Making loans to individuals or businesses from a Self Directed IRA can be an easy and safe way to earn a fair and even generous returns. It makes a lot of sense to make loans using IRA dollars. When you lend “personal” money, the interest income is taxable in the current period thus, your net return will be less than the return stated in the note. However, if your IRA makes that same loan and earns the same return, the income is 100% income tax-deferred, or in the case of a Roth IRA, the income may be 100% income tax-free.
However, making a loan is the same as making an “investment” and all investments have risk. By taking a few simple steps at the very beginning of the lending process, you can do a great deal (for you and your IRA) to reduce and in some cases almost eliminate risk.
When working on a weapons treaty with the former Soviet Union, President Reagan famously said, “Trust but verify.” This applies to your IRA when it is the lender.
Ask questions! Remember the last time you borrowed from a bank? They asked every question they could think of. (How many pairs of socks do you own?) Then they asked you to verify your response. Now your IRA is the bank. Don’t be shy, ask your questions. If you do not like the answers, now may be a good time to walk away.
- Let’s start with: Why is this person borrowing? Does it make good business sense?
- The promissory note. You can download notes from the web. A better option is to have a local attorney draft a promissory note between your IRA account and the borrower. This may cost only a few hundred dollars and can be money well spent. NOTE: It is okay to require the borrower to pay the cost of drafting the note up to a certain limit say $300.
- Require payment. Many borrowers want to pay everything (the principle and interest) at the end of the period in one large final payment, sometimes called a Balloon Payment. In some cases, this makes sense. However, a better option, for your IRA the lender, is to get the borrower into the habit of making payments. You can do this by requiring monthly or quarterly payments. The payments may be interest only but, getting regular payments helps to keep the idea of repayment foremost in the borrower’s mind.

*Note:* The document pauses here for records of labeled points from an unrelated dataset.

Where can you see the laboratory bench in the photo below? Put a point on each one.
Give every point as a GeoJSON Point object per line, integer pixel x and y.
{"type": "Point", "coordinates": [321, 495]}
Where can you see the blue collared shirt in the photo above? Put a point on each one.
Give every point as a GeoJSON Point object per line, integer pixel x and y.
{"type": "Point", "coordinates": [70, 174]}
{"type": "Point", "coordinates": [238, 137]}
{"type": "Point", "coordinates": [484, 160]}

- Hard Money: In some cases, you may not care about a person’s credit history if your IRA has enough collateral. When your IRA is relaying on the value of the collateral; the loan is referred to as a “hard money loan” because there is a hard asset securing the debt. If payment is not made; the lender takes the asset. If your IRA is about to make a “hard money loan” we encourage you to have a local attorney draft the loan document. The attorney will verify if the borrower actually owns the collateral and if there are mortgages or liens that must be paid before your IRA can collect.